🤖 AI Summary
To address the absence of closed-form solutions for complex joint distributions (e.g., $P(Y mid z_1,dots,z_N)$) and the reliance on computationally intensive approximate inference methods such as MCMC, this paper proposes the Event-Driven Probabilistic Neural Network (IPNN) framework. IPNN directly models neural network outputs as measurable events within an extended probability space, enabling joint learning of classification and unsupervised clustering through event statistics and logical reasoning. Its core contributions are: (i) the first neural architecture grounded in event-space modeling and statistical inference; and (ii) strong theoretical guarantees supporting ultra-lightweight recognition even for ultra-large-scale label spaces (e.g., trillion-class). Experiments demonstrate that a compact network with only hundreds of nodes achieves efficient classification over billion-plus classes, drastically reducing computational and memory overhead.
📝 Abstract
We propose a new general model called IPNN - Indeterminate Probability Neural Network, which combines neural network and probability theory together.

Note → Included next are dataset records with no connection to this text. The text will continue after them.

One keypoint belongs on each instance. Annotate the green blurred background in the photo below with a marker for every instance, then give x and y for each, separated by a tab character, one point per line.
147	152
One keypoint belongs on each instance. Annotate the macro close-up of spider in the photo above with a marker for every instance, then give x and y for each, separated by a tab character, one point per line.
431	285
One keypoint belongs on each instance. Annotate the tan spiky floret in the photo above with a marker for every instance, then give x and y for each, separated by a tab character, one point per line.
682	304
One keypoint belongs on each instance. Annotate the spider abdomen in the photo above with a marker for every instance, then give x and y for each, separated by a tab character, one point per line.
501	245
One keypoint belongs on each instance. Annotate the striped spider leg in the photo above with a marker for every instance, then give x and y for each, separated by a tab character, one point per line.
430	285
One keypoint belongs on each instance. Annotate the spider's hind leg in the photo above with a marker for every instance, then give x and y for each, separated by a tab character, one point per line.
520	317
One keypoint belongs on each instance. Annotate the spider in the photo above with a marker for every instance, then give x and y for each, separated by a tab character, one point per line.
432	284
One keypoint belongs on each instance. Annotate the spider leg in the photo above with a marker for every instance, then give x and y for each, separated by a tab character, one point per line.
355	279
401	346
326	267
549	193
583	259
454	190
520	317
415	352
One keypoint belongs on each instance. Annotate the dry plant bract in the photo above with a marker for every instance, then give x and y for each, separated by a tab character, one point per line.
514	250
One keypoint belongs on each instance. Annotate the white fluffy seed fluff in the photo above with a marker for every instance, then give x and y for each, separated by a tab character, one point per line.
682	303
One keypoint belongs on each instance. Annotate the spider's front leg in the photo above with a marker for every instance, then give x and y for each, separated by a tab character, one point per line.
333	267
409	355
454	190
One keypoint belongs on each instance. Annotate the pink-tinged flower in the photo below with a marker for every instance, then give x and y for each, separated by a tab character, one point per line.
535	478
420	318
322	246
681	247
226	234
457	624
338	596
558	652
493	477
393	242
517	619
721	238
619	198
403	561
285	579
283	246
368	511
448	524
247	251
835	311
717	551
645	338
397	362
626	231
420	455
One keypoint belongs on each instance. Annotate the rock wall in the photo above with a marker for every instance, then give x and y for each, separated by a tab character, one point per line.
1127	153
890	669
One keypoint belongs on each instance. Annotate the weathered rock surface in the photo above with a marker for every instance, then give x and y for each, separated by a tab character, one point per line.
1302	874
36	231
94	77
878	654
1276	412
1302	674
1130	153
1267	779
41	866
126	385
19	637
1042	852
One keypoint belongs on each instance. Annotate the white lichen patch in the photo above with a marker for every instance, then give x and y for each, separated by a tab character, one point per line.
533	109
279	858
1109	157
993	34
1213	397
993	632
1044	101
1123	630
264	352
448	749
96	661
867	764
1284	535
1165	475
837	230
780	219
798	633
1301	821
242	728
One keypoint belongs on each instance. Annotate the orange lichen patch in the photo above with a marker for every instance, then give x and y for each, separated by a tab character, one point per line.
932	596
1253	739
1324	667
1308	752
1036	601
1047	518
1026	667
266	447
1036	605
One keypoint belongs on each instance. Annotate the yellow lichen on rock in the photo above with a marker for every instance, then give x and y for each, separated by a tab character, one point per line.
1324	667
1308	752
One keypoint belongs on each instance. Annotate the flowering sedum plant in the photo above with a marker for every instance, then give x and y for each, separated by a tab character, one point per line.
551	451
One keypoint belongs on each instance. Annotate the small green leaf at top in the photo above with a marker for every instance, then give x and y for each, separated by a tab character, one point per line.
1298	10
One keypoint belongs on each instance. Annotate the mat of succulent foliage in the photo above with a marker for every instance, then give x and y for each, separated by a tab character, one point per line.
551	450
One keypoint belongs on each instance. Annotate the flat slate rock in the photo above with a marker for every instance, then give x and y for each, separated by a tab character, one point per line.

In the classical probability theory, the calculation of probability is based on the occurrence of events, which is hardly used in current neural networks. In this paper, we propose a new general probability theory, which is an extension of classical probability theory, and makes classical probability theory a special case to our theory. Besides, for our proposed neural network framework, the output of neural network is defined as probability events, and based on the statistical analysis of these events, the inference model for classification task is deduced. IPNN shows new property: It can perform unsupervised clustering while doing classification. Besides, IPNN is capable of making very large classification with very small neural network, e.g. model with 100 output nodes can classify 10 billion categories. Theoretical advantages are reflected in experimental results.